By his own admission, Adam Driver was way too young when he first saw Arnold Schwarzenegger’s muscle-bound military man battle an intergalactic bounty hunter in John McTiernan’s 1987 action classic, Predator. “Predator was part of my DNA when it shouldn’t have been,” the 39-year-old actor tells Yahoo Entertainment with a laugh. “The whole ending is a f***ing masterpiece! From the moment he falls off the waterfall to the end, (action movies) can’t get any better than that.”
Fast forward to 2023 and Driver is headlining his own version of a sci-fi survival action film, 65. Written and directed by Scott Beck and Bryan Woods – the duo that dreamed of A quiet place — The Sam Raimi-produced yarn follows Driver’s alien pilot, Mills, whose spacecraft crashes on a prehistoric Earth. With all of the ship’s cryogenically frozen passengers dead, Mills must get off the planet before he is eaten by hungry dinosaurs or obliterated by a climate-changing comet. The high-concept combination of forest-based sets, giant reptiles and a well-armed leading man does 65 play as an intermediary First Blood, Land of the Lost and of course, Predator. Not that Driver would ever dream of comparing himself to a genre icon like Ah-nuld.

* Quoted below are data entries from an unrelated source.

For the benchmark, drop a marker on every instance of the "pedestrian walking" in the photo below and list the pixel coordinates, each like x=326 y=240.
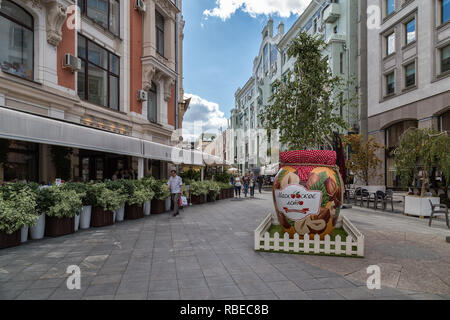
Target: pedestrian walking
x=175 y=184
x=260 y=181
x=246 y=181
x=237 y=185
x=252 y=184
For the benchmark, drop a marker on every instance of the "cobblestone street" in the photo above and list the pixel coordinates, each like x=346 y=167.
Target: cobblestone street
x=207 y=253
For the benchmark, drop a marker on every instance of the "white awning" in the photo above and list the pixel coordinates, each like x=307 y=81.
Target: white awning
x=18 y=125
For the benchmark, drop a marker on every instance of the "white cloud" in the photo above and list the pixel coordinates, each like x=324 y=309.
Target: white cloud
x=284 y=8
x=205 y=111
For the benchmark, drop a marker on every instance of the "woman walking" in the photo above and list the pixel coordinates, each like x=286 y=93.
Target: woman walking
x=237 y=185
x=246 y=181
x=252 y=182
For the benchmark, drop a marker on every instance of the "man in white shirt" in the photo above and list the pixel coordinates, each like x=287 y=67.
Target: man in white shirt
x=175 y=184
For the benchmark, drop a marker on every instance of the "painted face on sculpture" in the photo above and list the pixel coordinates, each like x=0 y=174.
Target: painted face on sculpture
x=310 y=207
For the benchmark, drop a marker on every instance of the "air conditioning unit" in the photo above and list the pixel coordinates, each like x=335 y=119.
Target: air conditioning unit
x=72 y=62
x=140 y=5
x=142 y=95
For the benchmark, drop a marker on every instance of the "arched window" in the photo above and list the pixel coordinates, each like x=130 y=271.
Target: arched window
x=16 y=40
x=152 y=104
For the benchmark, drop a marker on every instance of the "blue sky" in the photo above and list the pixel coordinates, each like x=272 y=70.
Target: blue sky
x=219 y=48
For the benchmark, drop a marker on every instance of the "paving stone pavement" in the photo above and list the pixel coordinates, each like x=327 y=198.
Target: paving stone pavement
x=207 y=253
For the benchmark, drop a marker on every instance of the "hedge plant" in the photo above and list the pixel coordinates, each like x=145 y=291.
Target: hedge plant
x=59 y=202
x=17 y=208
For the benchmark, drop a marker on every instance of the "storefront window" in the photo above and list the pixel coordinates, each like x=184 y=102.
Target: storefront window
x=22 y=162
x=393 y=135
x=106 y=13
x=16 y=40
x=99 y=77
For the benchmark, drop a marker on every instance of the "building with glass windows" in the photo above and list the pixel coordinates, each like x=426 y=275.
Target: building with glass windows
x=105 y=85
x=408 y=72
x=248 y=145
x=336 y=22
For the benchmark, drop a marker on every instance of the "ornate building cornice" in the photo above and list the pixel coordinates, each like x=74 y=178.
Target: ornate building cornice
x=169 y=9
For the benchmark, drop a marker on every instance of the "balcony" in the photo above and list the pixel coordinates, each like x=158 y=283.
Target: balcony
x=331 y=13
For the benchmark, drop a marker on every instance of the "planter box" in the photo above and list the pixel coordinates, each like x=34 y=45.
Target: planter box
x=133 y=212
x=9 y=240
x=120 y=214
x=210 y=198
x=158 y=206
x=352 y=246
x=85 y=218
x=101 y=218
x=38 y=230
x=197 y=199
x=417 y=206
x=56 y=227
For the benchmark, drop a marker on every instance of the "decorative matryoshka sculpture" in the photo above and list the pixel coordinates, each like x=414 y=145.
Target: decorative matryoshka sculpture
x=308 y=192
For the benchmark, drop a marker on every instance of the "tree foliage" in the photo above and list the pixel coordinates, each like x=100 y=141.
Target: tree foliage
x=305 y=104
x=363 y=161
x=422 y=149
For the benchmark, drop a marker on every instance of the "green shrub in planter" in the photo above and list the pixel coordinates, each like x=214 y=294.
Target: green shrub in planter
x=17 y=208
x=59 y=202
x=199 y=188
x=109 y=200
x=213 y=188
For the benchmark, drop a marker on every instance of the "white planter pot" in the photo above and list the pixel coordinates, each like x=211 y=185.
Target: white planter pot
x=147 y=208
x=120 y=214
x=24 y=234
x=418 y=206
x=85 y=217
x=77 y=222
x=37 y=232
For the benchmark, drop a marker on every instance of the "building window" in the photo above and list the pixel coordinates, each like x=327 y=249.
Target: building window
x=445 y=59
x=390 y=6
x=411 y=31
x=159 y=33
x=103 y=12
x=99 y=77
x=16 y=42
x=390 y=44
x=390 y=83
x=410 y=75
x=445 y=11
x=152 y=104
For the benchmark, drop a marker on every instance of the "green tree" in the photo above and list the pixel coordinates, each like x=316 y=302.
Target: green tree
x=363 y=159
x=305 y=104
x=422 y=149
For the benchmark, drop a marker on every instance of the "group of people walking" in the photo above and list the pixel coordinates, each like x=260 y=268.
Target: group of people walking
x=247 y=183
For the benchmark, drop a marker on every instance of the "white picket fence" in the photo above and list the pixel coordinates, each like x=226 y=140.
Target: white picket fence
x=352 y=246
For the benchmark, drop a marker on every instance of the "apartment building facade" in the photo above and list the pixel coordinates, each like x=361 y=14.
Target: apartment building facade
x=408 y=73
x=249 y=142
x=103 y=78
x=336 y=22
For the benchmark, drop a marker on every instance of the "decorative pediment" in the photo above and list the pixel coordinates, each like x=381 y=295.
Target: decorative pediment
x=168 y=8
x=56 y=15
x=168 y=84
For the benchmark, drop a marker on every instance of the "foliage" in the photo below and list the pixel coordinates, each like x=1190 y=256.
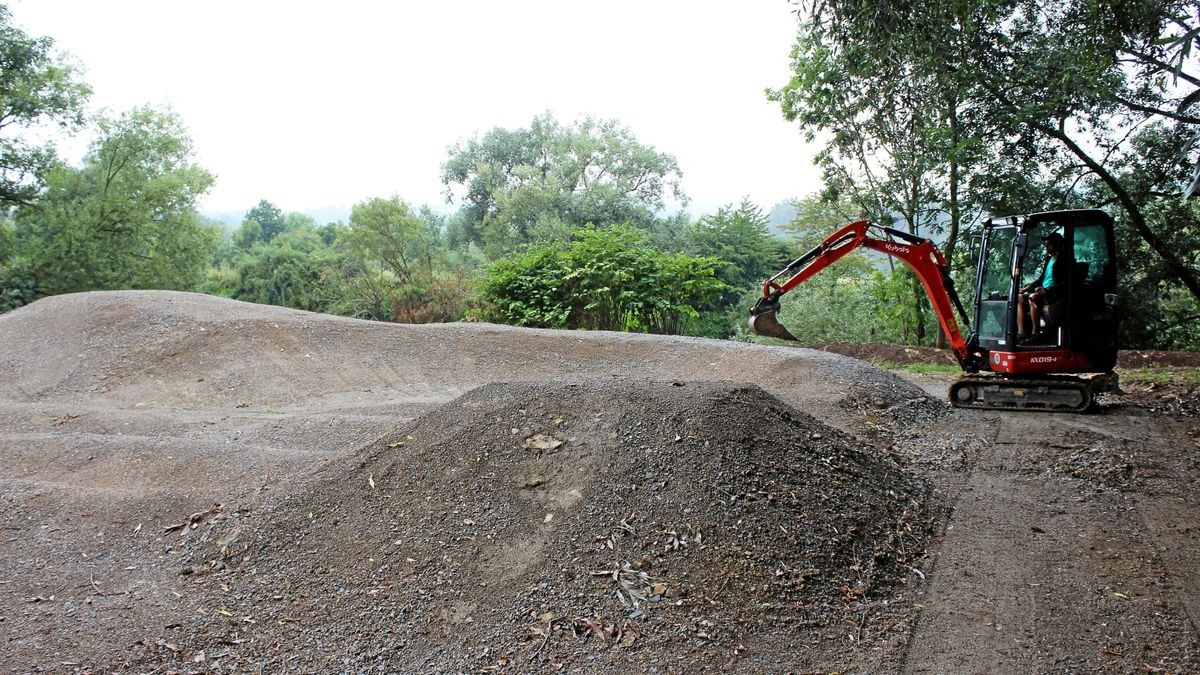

“It’s a massive compliment, but I think we’re in completely different categories,” he says modestly when the names of Stallone and Schwarzenegger are invoked in relation to his own action hero ride. “I wasn’t thinking like, ‘This is where I go on set and just crush protein bars and scare people.’ It was more exciting for me that this movie had big sets and laser guns, but my character’s anger and aggression comes from a place of real pain. That grounded the character for me.”
Watch our interview with Adam Driver on YouTube
The directors, on the other hand, have no qualms about branding Driver as one of Hollywood’s last real action heroes. “Adam might as well be Tom Cruise for us,” says Woods. “He is a large action actor. He does all his own stunts and he loves to incorporate stunt work into the physicality of what the role requires as part of the character’s arc.”
Beck adds that Driver’s 65 character was equally inspired by Sigourney Weaver’s groundbreaking turn as Ellen Ripley in the Alien franchise – especially in James Cameron’s Foreigners, which hit theaters at the height of Schwarzenegger and Stallone’s ’80s run. Like Ripley in that 1986 film, Mills is revealed to face a future without his beloved daughter whose illness may kill her before he returns with the funds to pay for much-needed medical care.
“There was this quiet nuance that Sigourney was able to funnel through in the midst of Stallone’s (at the time),” the director explains. “We had that in the back of our minds in terms of writing Mills. He has to play someone who can take care of business and go toe-to-toe with these dinosaurs, but he also struggles with grief and loss. We wanted both. these aspects must be present in his journey and see him evolve as he tries to survive against this landscape.” Beck and Woods even gave Mills his own Newt. It turns out that a young girl, Koa (Araina Greenblatt), survived the crash and follows the pilot on his perilous jungle run.
If Predator reflects the kind of action hero Driver rooted in growing up, 65 reveals the action hero he hopes to be himself. “As you get older, a whole different world of movies comes into your diet, and what I love about a movie like this is the diversity and scope,” he notes. “This movie doesn’t let the acting get in the way of the characters. They’re not ciphers of people — they’re hopefully nuanced people that you root for.”
Driver’s attitude to heroism underwent a marked shift after his pre-Hollywood stint in the military. The San Diego-born actor enlisted in the Marines in the wake of the 9/11 terrorist attacks and served for two years before receiving a medical discharge following a serious injury while mountain biking. To this day, he continues to support military causes and founded the non-profit group, Arts in the Armed Forces, in 2006. (The organization disbanded in February).
Before enlisting, Driver’s perception of soldiers was largely shaped by hypermasculine action heroes like Schwarzenegger’s Predator Grade. But when he became a Marine himself, he discovered that the image of the purely “aggressive” and emotionless soldier is largely inaccurate. “Even the toughest guy, when you really get down to it, can be emotionally available,” he says. “The stereotype is that (soldiers) are inaccessible, and that’s a total myth.”
During his time as a Marine, Driver also came to understand that soldiers are, at heart, just human — something he says civilians don’t always understand. “They’ve decided to do this heroic thing that they didn’t want to see as that,” he explains. “They have exactly the same problems (as everyone else), they’re just human beings in this extraordinary situation.”
“I feel like civilians tend to look at them as these uber-disciplined types, and there’s that element, but they’re also capable of more emotion than that,” Driver continues. “That’s why it’s even more important that there’s room for people after the broadcast. We live in an acronym-heavy world, but they’re people like everyone else who have chosen to do this extraordinary work, and it’s hard for people not to.” look at them as a stereotype.”